TEROPONGPUBLIK.CO.ID <<<>>
Tim Penyidik Tindak Pidana Khusus Kejaksaan Tinggi (Kejati) Bengkulu menuntaskan babak penting dalam penyelidikan dugaan korupsi proyek strategis nasional (PSN) terkait pembebasan lahan Jalan Tol Bengkulu–Taba Penanjung yang berlangsung pada tahun 2019 hingga 2020. Setelah melalui proses panjang, penyidik resmi menetapkan dua mantan pejabat Badan Pertanahan Nasional (BPN) Kabupaten Bengkulu Tengah sebagai tersangka.Kedua tersangka tersebut yakni Hazairin Masrie, mantan Kepala BPN Bengkulu Tengah, dan Ahadiya Seftiana, mantan Kepala Bidang di BPN Bengkulu Tengah. Setelah ditetapkan sebagai tersangka, keduanya langsung dilakukan penahanan. Mereka tampak keluar dari Gedung Pidana Khusus Kejati Bengkulu mengenakan rompi oranye bertuliskan “Tahanan Tindak Pidana Korupsi”. Usai pemeriksaan, Hazairin digiring ke Rumah Tahanan (Rutan) Malabero Kelas IIB Bengkulu, sedangkan Ahadiya ditahan di Lapas Perempuan Bengkulu.
Kasi Penyidikan Kejati Bengkulu, Danang Prasetyo, mengungkapkan penetapan tersangka dilakukan setelah penyidik menemukan alat bukti yang kuat terkait penyimpangan dalam perhitungan ganti rugi lahan dan tanaman tumbuh untuk proyek tol tersebut.
“Dari hasil penyidikan, ditemukan adanya ketidaksesuaian dalam perhitungan nilai ganti rugi dan luasan lahan yang digunakan. Perhitungan yang tidak sesuai fakta di lapangan itu diduga menimbulkan kerugian negara mencapai sekitar Rp4 miliar,” jelas Danang.
Ia menegaskan, kedua tersangka berperan penting dalam proses perhitungan ganti rugi lahan yang ternyata menyimpang dari ketentuan. “Temuan kami menunjukkan adanya selisih signifikan antara data administrasi dan kondisi riil di lapangan yang jelas merugikan keuangan negara,” tambahnya.

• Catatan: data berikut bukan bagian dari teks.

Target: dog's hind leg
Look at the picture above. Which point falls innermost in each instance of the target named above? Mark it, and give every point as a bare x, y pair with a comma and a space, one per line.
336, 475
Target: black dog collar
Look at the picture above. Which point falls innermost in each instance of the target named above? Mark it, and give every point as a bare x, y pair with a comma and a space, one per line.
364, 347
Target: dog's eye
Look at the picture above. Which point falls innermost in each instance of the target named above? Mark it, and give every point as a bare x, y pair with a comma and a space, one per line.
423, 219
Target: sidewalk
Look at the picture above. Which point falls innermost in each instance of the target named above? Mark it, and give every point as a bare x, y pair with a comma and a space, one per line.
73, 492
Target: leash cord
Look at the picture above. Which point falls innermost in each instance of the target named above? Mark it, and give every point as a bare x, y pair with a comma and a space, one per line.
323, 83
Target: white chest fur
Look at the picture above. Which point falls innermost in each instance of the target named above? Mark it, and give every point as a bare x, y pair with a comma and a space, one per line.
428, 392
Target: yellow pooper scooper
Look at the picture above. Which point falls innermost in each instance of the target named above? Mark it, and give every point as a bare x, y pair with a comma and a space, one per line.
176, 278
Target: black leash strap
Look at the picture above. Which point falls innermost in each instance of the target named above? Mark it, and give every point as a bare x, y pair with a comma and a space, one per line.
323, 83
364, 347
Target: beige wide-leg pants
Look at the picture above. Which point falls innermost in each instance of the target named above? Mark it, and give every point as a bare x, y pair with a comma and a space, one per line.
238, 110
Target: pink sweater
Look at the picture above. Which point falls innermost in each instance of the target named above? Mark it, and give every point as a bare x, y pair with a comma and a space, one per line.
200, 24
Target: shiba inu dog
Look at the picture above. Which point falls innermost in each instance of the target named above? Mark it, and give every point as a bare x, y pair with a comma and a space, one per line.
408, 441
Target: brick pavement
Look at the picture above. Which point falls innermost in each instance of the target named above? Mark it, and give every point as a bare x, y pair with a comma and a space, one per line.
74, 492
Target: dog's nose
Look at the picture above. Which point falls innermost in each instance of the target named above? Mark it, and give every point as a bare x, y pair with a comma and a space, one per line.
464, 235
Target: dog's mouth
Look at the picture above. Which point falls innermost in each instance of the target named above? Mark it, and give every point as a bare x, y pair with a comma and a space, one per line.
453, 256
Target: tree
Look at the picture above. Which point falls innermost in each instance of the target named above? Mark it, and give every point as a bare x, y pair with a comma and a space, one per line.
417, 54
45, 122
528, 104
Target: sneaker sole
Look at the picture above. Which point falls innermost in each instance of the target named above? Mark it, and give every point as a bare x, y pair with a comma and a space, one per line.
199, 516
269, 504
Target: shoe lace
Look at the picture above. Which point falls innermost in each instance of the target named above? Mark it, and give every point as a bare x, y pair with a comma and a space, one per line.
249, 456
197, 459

Lebih lanjut, Danang menyebutkan bahwa penyidikan masih akan terus dikembangkan untuk mengungkap kemungkinan adanya pihak lain yang turut terlibat, termasuk dugaan aliran dana hasil tindak pidana korupsi kepada pihak di luar BPN.
“Penyidikan belum berhenti di sini. Kami akan menelusuri setiap aliran dana dan keterlibatan pihak lain. Tidak ada yang kebal hukum,” tegasnya.
Kasus ini menambah daftar panjang praktik korupsi yang mencederai pelaksanaan proyek strategis nasional di daerah. Padahal, proyek jalan Tol Bengkulu–Taba Penanjung merupakan infrastruktur vital yang diharapkan memperlancar konektivitas antarwilayah dan mendorong pertumbuhan ekonomi di Provinsi Bengkulu.
Namun, dugaan penyimpangan dalam pembebasan lahannya justru berpotensi menghambat percepatan pembangunan sekaligus menurunkan kepercayaan publik terhadap tata kelola proyek nasional.
Danang menegaskan, Kejati Bengkulu berkomitmen menuntaskan kasus ini secara transparan dan akuntabel. “Setiap perkembangan penanganan perkara akan kami sampaikan ke publik. Ini bentuk tanggung jawab kami kepada masyarakat,” ujarnya.
Atas perbuatannya, kedua tersangka dijerat dengan Pasal 2 ayat (1) jo Pasal 18 ayat (2) dan (3) serta Pasal 3 jo Pasal 18 ayat (1), (2), dan (3) Undang-Undang Nomor 31 Tahun 1999 tentang Pemberantasan Tindak Pidana Korupsi, sebagaimana telah diubah dengan UU Nomor 20 Tahun 2001, junto Pasal 64 ayat (1) KUHP dan Pasal 55 ayat (1) ke-1 KUHP.
Kedua tersangka terancam pidana penjara maksimal seumur hidup atau paling lama 20 tahun, serta denda hingga Rp1 miliar. Selain itu, penyidik akan menelusuri dan menyita aset-aset yang diduga berasal dari hasil korupsi guna menutup kerugian negara.
Dengan langkah tegas ini, Kejati Bengkulu berharap dapat memberikan efek jera bagi para pelaku dan menjadi peringatan keras agar pengelolaan proyek strategis nasional di Bengkulu dilaksanakan secara bersih, transparan, dan akuntabel.